I have recently moved to a part of Morgan County that puts me within a 10-minute drive of two unique businesses — one a bakery/deli/grocery store and the other a buffet restaurant open only on Thursday, Friday and Saturday. Both are owned by Mennonite families, and both are very popular in this part of the county. People even detour off of I-65 to find them.
For me, it was a short drive down to the end of Barkley Bridge Road to Lebanon Baptist Church. I turned right onto Highway 55 and was immediately greeted by signs at mailboxes saying things like “Repent and turn back to God” and “Keep Yourself Pure.” It was as if I’d entered a different world, a less “worldly” world.
I continued to McKendree Methodist Church. To turn left, means you’re a short distance from Dutch Oven Bakery, Home of Anna Mary’s Cakes on Evergreen Road, and a right turn will lead you to The Old Cookstove on Reeder Road.
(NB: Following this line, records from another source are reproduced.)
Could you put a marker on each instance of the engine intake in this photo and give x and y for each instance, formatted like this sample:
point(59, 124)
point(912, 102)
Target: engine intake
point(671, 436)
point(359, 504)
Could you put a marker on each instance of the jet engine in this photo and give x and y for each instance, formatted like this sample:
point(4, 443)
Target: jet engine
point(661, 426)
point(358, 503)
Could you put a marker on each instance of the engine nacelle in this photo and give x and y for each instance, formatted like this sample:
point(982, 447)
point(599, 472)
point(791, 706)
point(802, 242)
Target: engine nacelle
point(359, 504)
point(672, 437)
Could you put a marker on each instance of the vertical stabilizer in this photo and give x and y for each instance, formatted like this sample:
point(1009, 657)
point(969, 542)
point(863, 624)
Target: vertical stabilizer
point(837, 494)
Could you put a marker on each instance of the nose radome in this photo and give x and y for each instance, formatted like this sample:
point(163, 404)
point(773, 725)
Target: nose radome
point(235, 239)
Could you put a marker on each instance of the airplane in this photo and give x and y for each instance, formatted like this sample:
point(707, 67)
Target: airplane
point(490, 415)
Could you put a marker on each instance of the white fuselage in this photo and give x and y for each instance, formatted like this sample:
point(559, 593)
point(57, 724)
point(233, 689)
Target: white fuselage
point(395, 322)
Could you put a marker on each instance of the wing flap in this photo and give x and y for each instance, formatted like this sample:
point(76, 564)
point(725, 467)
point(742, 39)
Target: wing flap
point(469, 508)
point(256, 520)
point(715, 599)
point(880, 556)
If there are smells in heaven, I imagine cinnamon and rising yeast bread will be two of them. Oh my! In the front door of Dutch Oven Bakery, you will immediately encounter a newly-added deli station offering sandwiches and salads. To the left are shelves of freshly-baked breads and gourmet coffees, and through the opening, you can see more bakers hard at work in a spotlessly clean area. If you turn right, you will find a large selection of baked and canned goods, candies, jams, pickles and spices. All made by the Mennonites and their Amish associates. They are open Tuesday – Saturday from 8:30 a.m. to 5:00 p.m., and I promise it’s worth the trip.
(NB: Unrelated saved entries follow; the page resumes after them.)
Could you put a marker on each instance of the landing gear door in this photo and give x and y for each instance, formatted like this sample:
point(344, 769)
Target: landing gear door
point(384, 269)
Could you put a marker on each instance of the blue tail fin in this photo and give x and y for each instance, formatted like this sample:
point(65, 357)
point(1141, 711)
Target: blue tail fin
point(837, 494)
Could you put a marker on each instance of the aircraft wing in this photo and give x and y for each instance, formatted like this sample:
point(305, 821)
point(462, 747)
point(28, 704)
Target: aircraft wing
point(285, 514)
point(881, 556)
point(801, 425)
Sometimes it’s hard to tell the difference between Mennonites and Amish, especially when you notice the white caps of the women and their simple, traditional skirts and blouses. From what I’ve read, Amish people hold to the old beliefs and live without electricity or motorized vehicles, while the Mennonites have found those conveniences to be a useful part of their livelihoods and homes. Both believe in simple living and in salvation through Jesus Christ. I find no fault in either of those things, do you? I really liked seeing Bible verses on many of the products. What a delicious way to share God’s Word.
Here’s a look at the items that ended up back in my kitchen. You’ll probably notice the scales tipped in favor of sweets.
On the buffet you can expect to find anywhere from 6 to 10 different meats and 15-20 different vegetables, in addition to a salad bar. All kinds of homemade desserts are ready and waiting (go early for the best selection!), with homemade ice cream probably heading the line-up. Friday nights feature a seafood buffet. Children ages 1-4 are free, ages 5-7 are $5.00 each, ages 8-11 are $7.00 each, and everyone 12 and over will pay $12.95.
The motto at The Old Cookstove is “Delicious Home Cooking in a Delightful Rustic Home,” and I believe that paints a true picture. It is not a hip, trendy kind of place in any sense of the word. They even sell quilts, candles and assorted jams and pickles.
A church busload of senior adults was just finishing supper when we arrived. We could see why it would be popular with that age group. It was cooking very much like my grandmother used to do.